This places such companies squarely in the middle of debates over the future of global food production, including concerns over food security, optimal land use and what kind of production systems can best feed the world. Nonetheless, companies seem to agree that buying from small farms, whether it be onions in Azerbaijan, milk in Colombia or mangoes in Kenya, is a positive development.
How to right-size sustainability
While working with small suppliers may be preferred or even necessary, effectively engaging them in supply chain sustainability programs takes additional work. Most companies' systems were designed with a relatively sophisticated, large-scale supplier in mind.

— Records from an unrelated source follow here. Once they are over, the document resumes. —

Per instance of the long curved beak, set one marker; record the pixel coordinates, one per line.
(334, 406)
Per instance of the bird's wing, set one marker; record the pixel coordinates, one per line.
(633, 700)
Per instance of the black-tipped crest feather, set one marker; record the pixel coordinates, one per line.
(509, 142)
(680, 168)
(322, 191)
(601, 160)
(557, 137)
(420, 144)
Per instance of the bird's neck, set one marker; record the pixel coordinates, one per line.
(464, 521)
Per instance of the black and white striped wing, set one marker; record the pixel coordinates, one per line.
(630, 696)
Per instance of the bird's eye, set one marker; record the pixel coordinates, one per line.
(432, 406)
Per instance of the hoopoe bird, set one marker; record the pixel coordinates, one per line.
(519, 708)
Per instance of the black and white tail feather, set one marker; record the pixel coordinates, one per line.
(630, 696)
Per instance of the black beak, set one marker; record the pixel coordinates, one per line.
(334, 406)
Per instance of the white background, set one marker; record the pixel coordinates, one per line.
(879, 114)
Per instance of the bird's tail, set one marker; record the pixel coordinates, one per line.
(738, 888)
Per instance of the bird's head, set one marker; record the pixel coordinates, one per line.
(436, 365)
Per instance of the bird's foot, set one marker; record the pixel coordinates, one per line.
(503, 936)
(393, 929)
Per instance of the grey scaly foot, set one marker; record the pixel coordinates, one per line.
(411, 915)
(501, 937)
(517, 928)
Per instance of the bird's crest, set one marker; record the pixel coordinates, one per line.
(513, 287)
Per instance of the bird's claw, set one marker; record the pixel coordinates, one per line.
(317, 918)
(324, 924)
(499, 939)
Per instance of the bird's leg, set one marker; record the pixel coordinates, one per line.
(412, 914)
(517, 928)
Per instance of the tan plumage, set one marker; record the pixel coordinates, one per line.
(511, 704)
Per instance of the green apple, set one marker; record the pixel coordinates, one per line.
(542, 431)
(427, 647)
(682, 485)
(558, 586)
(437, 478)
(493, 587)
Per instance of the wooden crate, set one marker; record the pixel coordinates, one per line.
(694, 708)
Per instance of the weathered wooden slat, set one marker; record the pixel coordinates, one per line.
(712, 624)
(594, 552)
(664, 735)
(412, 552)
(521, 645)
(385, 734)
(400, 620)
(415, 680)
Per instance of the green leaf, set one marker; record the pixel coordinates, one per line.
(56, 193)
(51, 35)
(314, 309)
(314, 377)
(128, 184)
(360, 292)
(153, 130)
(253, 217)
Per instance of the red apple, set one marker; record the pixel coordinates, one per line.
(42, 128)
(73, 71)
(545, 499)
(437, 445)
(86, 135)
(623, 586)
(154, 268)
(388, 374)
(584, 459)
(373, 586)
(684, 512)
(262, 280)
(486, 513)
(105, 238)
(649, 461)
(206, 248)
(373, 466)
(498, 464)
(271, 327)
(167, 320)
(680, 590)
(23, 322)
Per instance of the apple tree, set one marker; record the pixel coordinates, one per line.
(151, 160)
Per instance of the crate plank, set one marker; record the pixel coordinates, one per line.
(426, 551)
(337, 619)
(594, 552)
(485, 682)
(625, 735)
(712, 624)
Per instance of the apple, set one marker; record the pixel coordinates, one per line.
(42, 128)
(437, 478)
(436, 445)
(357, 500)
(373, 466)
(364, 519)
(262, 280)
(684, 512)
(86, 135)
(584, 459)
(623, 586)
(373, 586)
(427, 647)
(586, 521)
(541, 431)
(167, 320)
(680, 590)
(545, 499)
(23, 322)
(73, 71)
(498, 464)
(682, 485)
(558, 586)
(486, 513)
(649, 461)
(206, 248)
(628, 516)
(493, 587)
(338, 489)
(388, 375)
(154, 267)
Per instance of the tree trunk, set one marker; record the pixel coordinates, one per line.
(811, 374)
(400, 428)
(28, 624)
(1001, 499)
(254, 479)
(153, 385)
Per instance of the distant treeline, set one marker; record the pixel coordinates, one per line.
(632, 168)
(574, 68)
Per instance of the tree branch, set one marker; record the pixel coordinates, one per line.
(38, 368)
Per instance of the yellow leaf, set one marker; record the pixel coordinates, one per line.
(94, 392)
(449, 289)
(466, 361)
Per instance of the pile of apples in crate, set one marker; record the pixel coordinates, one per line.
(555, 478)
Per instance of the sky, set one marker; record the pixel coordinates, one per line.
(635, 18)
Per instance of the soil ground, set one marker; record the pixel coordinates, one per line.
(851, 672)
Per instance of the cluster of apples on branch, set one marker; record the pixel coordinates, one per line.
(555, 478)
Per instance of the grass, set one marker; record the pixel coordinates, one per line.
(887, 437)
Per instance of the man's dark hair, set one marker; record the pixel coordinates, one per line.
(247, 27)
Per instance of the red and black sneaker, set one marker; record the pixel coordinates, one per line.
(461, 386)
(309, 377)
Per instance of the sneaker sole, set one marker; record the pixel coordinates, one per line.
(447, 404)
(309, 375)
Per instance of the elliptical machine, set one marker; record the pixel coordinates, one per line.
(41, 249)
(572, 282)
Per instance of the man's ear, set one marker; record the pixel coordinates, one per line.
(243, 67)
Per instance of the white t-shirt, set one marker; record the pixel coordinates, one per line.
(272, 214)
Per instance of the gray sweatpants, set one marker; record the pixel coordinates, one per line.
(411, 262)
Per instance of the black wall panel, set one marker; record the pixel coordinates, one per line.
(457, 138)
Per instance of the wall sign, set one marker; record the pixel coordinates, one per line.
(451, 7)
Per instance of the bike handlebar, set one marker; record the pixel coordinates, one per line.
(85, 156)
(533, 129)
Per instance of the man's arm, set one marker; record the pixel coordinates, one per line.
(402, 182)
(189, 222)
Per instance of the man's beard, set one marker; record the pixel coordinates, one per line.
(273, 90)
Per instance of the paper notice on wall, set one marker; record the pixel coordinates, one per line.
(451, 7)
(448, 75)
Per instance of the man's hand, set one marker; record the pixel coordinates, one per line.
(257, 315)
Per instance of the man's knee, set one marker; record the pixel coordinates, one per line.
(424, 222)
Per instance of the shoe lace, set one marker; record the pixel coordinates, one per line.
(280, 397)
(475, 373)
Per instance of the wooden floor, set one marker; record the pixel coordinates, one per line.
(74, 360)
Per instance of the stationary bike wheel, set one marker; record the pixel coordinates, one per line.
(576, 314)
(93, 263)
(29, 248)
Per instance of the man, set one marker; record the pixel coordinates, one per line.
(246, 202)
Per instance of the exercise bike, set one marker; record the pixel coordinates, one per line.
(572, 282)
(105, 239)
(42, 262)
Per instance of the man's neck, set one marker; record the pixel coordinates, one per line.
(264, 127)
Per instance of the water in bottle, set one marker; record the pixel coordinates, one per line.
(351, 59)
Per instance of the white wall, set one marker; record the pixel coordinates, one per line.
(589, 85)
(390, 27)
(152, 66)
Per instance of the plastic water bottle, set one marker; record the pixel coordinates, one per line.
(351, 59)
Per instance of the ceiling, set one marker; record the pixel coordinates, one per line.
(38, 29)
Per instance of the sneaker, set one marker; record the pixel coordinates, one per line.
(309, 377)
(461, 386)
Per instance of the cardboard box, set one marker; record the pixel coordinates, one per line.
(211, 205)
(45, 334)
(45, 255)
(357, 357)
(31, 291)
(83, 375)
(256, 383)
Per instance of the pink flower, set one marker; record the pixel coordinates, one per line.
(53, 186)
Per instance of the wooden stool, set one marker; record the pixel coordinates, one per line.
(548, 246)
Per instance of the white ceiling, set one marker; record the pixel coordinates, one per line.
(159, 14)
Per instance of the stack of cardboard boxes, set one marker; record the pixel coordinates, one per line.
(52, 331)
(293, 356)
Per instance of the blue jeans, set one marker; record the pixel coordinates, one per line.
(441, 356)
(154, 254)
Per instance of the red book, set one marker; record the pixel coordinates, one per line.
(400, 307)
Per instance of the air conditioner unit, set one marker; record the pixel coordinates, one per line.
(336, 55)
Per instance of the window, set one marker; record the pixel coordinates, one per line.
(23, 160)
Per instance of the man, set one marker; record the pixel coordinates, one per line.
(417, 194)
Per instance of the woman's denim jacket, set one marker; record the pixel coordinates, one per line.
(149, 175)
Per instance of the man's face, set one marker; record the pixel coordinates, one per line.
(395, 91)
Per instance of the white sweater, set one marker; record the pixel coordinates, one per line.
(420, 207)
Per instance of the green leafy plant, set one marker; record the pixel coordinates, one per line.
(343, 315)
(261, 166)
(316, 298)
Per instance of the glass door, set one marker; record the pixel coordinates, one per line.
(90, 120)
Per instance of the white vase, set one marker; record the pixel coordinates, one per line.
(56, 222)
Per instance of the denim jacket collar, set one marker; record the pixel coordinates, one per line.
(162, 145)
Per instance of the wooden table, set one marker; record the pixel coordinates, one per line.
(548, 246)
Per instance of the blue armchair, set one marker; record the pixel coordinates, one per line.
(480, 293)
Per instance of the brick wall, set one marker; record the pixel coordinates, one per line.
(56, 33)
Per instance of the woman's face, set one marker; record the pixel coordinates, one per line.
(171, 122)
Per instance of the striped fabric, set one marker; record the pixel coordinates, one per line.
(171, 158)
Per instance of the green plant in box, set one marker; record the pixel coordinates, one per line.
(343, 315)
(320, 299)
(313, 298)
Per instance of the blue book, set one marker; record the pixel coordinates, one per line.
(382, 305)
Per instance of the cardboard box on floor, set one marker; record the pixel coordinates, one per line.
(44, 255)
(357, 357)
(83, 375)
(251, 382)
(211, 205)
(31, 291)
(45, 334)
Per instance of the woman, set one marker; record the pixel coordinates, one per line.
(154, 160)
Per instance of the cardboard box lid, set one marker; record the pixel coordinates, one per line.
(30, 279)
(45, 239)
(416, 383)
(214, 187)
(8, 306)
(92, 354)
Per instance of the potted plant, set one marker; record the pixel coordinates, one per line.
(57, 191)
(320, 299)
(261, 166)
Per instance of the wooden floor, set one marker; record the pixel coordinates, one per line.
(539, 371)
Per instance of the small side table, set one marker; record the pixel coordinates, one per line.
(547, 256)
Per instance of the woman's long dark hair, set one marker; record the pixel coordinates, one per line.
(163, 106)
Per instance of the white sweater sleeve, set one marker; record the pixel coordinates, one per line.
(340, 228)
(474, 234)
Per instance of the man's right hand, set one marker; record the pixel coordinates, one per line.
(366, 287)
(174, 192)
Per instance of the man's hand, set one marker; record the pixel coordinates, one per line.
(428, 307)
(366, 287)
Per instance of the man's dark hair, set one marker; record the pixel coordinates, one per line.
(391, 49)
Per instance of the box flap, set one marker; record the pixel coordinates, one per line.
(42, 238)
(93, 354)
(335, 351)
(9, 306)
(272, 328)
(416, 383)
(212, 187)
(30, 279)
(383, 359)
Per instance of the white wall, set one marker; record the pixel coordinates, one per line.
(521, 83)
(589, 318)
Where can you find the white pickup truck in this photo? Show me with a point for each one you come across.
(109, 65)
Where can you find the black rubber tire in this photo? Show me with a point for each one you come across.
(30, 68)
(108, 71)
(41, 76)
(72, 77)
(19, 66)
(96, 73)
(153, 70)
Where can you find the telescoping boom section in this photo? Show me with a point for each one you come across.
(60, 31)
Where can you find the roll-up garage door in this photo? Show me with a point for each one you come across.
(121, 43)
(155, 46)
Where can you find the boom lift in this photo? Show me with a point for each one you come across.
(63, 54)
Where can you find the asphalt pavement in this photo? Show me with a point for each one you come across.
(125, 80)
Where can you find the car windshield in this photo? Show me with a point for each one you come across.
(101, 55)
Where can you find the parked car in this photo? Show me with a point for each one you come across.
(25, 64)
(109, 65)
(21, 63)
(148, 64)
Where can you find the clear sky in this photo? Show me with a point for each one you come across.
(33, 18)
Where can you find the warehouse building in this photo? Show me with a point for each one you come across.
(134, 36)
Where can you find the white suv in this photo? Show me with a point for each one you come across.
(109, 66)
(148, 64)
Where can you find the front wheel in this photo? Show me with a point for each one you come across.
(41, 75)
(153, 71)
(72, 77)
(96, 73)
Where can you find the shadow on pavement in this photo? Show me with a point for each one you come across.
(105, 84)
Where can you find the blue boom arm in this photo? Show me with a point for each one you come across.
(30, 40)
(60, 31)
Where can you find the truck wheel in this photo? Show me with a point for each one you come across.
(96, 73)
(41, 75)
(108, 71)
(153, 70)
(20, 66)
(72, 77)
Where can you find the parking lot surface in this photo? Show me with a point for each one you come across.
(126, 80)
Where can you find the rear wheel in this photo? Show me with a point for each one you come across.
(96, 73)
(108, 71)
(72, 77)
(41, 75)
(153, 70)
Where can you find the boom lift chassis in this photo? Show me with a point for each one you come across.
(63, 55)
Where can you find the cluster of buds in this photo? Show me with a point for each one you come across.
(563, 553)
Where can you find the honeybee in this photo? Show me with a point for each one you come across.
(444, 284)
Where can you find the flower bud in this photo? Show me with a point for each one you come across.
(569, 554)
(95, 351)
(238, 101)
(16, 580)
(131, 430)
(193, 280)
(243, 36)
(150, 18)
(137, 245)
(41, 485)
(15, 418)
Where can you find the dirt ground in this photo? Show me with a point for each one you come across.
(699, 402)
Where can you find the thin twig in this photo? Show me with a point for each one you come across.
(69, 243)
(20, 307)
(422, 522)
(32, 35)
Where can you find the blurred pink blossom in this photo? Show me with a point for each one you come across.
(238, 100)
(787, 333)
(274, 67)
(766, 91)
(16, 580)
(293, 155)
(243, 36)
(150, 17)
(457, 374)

For example, suppliers may be asked to go through a formal audit or evaluation process involving questions about systems and policies for managing risk, health and safety, or environmental impacts. Such surveys often require that the companies have familiarity and access to computers and the Internet, which might not be the case for a small company in the developing world. Moreover, the paperwork required by a buyer's procurement team can be overwhelming for small suppliers with limited resources and management systems.
Working with suppliers that have no formal management systems and limited computer skills requires buyers to make a choice: outsource or adapt. Outsourcing means hiring an intermediary to communicate, translate and monitor sustainability expectations and performance. This might be done via a farmer's cooperative or through an integrated service provider that manages production, sales and transport.
The other option is to adapt, which most companies will have to do to some degree. For example, sustainable agriculture standards written for large farms in the U.S. context must be reimagined for a small Indian cucumber farmer: What expectations are meaningful and realistic?